Perbedaan golongan kortikosteroid oral terletak pada aktivitas mineralokortikoid dan
glukokortikoid. Aktivitas mineralkortikoid tidak mempunyai efek dalam inflamasi alergi dan
dapat menyebabkan efek samping, antara lain retensi air dan natrium yang menyebabkan edema
dan hipertensi, serta peningkatan ekskresi kalium dengan risiko alkalosis hipokalemik.
Hidrokortison mempunyai efek mineralokortikoid terbesar dan lebih banyak efek samping
dibandingkan kortikosteroid sintetik, seperti prednisolon (21).
Golongan triamsinolon dan deksametason mempunyai aktivitas mineralokortikoid yang
paling rendah, sehingga berpotensi rendah dalam menyebabkan retensi natrium dan efek samping
yang lain.
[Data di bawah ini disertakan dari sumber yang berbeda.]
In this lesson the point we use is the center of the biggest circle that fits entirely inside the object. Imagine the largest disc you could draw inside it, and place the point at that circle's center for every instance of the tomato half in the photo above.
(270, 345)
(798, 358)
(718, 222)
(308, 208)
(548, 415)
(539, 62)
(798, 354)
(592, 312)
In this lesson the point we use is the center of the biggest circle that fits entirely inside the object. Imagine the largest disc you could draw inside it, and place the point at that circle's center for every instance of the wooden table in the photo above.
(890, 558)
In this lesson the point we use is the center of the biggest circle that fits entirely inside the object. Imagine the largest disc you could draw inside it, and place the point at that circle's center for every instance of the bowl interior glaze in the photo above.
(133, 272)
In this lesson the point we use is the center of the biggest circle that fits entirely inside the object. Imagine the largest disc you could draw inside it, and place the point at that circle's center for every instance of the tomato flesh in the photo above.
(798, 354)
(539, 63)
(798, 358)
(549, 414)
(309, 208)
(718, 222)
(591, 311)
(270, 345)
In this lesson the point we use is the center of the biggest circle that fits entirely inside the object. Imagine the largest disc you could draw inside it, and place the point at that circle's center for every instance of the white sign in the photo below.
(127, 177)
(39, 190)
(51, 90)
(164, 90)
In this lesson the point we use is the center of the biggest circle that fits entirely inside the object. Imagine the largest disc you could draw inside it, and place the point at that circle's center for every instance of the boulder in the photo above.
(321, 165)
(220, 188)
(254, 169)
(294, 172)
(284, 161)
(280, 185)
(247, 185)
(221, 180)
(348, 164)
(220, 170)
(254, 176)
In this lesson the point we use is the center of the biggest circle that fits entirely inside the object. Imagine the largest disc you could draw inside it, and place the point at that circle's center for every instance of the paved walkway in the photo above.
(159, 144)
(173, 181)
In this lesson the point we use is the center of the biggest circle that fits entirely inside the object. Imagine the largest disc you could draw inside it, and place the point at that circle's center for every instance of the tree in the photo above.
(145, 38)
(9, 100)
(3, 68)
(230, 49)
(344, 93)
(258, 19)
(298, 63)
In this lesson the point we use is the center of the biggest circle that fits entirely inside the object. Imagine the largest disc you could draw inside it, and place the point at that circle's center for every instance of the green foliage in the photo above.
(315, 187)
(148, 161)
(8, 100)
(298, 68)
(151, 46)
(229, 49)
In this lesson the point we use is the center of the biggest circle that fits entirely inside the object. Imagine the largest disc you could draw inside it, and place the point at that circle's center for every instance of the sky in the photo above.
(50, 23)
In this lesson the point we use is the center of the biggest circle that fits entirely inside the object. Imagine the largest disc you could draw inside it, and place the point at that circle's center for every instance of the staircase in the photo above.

Golongan triamsinolon juga mempunyai durasi kerja sedang (intermediate) dan
potensi antiinflamasi yang sesuai untuk mengatasi gejala alergi akut (24).
Hal menarik yang perlu diperhatikan pada pemberian kortikosteroid oral pada anak,
khususnya pada penyakit alergi, adalah pemilihan bentuk formula dan rasa. Beberapa penelitian
menunjukkan bahwa rasa obat (palatibility) yang diikuti dengan persepsi rasa yang baik akan
meningkatkan kepatuhan (compliance) anak dalam pengobatan dengan kortikosteroid (25,26).

Golongan triamsinolon merupakan kortikosteroid oral yang mempunyai rasa tidak pahit,
sehingga dapat berguna dalam kepatuhan anak dalam berobat. Selain itu, kepatuhan yang baik
akan menghasilkan pengobatan yang efisien, terutama dari segi biaya pengobatan (cost-efficient)
(25).
Secara garis besar, pemberian kortikosteroid pada inflamasi alergi tergantung pada
beberapa faktor yang menentukan manfaat dan risiko pada tiap anak.